As a child, I spent hours daydreaming what it would be like to actually become an adult. As a fully grown man, I would finally get to be in charge of my very own life.
My first fantasies were to grow up to have a large farm with very large and very powerful farm equipment. Later I imagined being the conductor of a huge choir, or a spellbinding speaker to large audiences. I'm a bit embarrassed about that now, but I wanted everything BIG.
Maybe that was because as a boy I was always size SMALL. The half-pint eighth child in my family, I was assigned to the second grade in my first year of school, which meant being a year younger (and feeling a foot shorter) than everyone else in my class. And since I was never much of an athlete, I was often the last to be chosen for a softball or other team during recess.
I tried hard to change that. As a teen, I once borrowed a Charles Atlas Body Building Course, complete with instructions for transforming a 97-pound weakling into a muscular hunk of a man. But after months of effort, I still felt and looked small. I was focusing more on the outside than on the inside part of growing up.
So how and when could I gain that fully grown up feeling? Surely, I thought, by 18, or at least 21. Or maybe when I married, at 25, or became a father, at 27. Or would it come with being ordained, or finishing grad school? But somehow just getting older didn’t automatically mean feeling more competent and mature.
I was well into my forties when I began to ask myself how much longer I was going to keep seeing myself as a young, inexperienced novice, and why I felt a need to work so hard to prove my worth and to win everyone’s approval. It struck me that when my father was that age I saw him as having the stature of a Moses fresh off Mt. Sinai. Of course he may not have always felt so capable and confident, but he had me convinced. At 40, he was clearly someone to be looked up to.
Later in life I learned I wasn’t alone in feeling I had less stature and status than my peers. In fact, when I’ve had clients do a stick figure drawing of their family, with the height of each family member indicating the power or influence they see each person having, they have often drawn themselves as shorter than the rest.
But isn’t that as it should be? Aren’t we supposed to put ourselves in a lower, humbler position than others?

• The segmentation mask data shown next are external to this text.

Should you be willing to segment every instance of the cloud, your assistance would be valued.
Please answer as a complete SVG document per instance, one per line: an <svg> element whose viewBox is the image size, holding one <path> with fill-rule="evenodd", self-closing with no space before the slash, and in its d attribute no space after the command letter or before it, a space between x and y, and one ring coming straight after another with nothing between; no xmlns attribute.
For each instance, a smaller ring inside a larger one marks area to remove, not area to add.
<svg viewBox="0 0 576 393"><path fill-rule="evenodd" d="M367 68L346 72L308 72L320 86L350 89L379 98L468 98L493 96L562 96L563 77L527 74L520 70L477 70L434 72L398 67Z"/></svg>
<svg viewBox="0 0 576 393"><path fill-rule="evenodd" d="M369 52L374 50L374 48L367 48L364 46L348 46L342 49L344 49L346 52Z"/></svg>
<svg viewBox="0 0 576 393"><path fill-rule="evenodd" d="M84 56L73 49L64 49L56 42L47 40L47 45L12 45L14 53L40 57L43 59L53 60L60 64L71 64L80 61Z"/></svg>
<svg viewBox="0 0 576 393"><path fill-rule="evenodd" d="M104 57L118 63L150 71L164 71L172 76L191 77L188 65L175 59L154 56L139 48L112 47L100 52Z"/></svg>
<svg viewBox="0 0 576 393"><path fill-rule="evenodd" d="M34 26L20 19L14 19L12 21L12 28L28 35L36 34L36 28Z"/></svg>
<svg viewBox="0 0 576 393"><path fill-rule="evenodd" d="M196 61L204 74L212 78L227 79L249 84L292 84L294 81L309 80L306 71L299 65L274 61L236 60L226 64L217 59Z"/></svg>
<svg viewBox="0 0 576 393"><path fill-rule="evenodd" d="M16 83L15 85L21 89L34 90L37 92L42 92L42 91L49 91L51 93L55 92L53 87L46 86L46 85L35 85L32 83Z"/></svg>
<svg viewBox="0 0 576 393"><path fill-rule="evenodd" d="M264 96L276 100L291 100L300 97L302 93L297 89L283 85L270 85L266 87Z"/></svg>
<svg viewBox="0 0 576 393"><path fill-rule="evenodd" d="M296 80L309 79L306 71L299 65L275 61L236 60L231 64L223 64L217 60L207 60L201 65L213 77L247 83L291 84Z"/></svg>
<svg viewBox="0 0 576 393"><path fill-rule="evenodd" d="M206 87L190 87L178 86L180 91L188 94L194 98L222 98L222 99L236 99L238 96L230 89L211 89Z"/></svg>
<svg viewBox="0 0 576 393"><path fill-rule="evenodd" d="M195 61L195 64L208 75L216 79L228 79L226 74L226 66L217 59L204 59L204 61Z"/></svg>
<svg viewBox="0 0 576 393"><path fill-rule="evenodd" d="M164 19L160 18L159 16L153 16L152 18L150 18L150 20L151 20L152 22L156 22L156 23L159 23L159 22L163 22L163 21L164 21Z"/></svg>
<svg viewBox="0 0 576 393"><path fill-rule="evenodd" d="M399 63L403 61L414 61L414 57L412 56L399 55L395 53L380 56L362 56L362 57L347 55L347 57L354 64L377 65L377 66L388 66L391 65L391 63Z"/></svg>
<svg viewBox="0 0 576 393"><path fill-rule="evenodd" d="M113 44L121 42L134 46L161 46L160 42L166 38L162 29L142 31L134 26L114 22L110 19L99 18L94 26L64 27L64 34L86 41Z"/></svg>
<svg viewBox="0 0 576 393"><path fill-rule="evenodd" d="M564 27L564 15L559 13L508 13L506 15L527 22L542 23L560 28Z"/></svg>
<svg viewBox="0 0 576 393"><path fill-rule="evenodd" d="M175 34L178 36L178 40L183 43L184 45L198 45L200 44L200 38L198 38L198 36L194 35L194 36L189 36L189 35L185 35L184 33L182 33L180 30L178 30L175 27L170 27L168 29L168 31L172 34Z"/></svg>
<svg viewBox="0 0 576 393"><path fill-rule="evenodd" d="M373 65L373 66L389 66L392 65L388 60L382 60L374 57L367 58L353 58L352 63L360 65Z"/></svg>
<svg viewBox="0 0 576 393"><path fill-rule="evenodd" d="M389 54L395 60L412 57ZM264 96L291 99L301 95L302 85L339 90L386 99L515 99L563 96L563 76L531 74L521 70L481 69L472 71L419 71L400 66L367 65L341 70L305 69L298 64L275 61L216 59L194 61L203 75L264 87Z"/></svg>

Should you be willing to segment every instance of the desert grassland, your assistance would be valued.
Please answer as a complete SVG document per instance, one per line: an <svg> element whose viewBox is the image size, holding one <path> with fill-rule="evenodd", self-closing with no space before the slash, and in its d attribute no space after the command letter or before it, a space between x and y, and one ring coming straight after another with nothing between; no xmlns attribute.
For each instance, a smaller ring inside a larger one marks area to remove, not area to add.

Yes, but to choose that position from a feeling of strength, not inferiority. In fact, I've begun to see real humility is a matter of respecting myself and every other child of God as equally and incomparably precious, neither above nor below anyone else. This means avoiding even an “humbler than thou” attitude, since in God’s eyes, we are all on the same level pedestal.
Parents, especially, need to claim all of their God-given power and stature, then to use it not to lord it over children, but to effectively lead them. The mandate of moms and dads is to bring up their sons and daughters, to raise and empower them to become strong leaders and eventually good parents themselves.
For all of us, the more empowered we feel, the more calmly and effectively we can behave. We no longer have to resort to manipulation, coercion, or anger adrenaline to give us the feeling of adult stature that already belongs to us.
1 comment:
I always thought I had a pretty good imagination, but I tried imagining you in a "Charles Atlas" body and just couldn't! Growing up I was always so scrawny for my age as well; in the seventh grade I was a full foot shorter than my wife Mary who was in the seventh grade at the same time but fortunately in a school 100 miles away. Great post! And by the way, when are you going to give us your thoughts on the Lisa Miller case??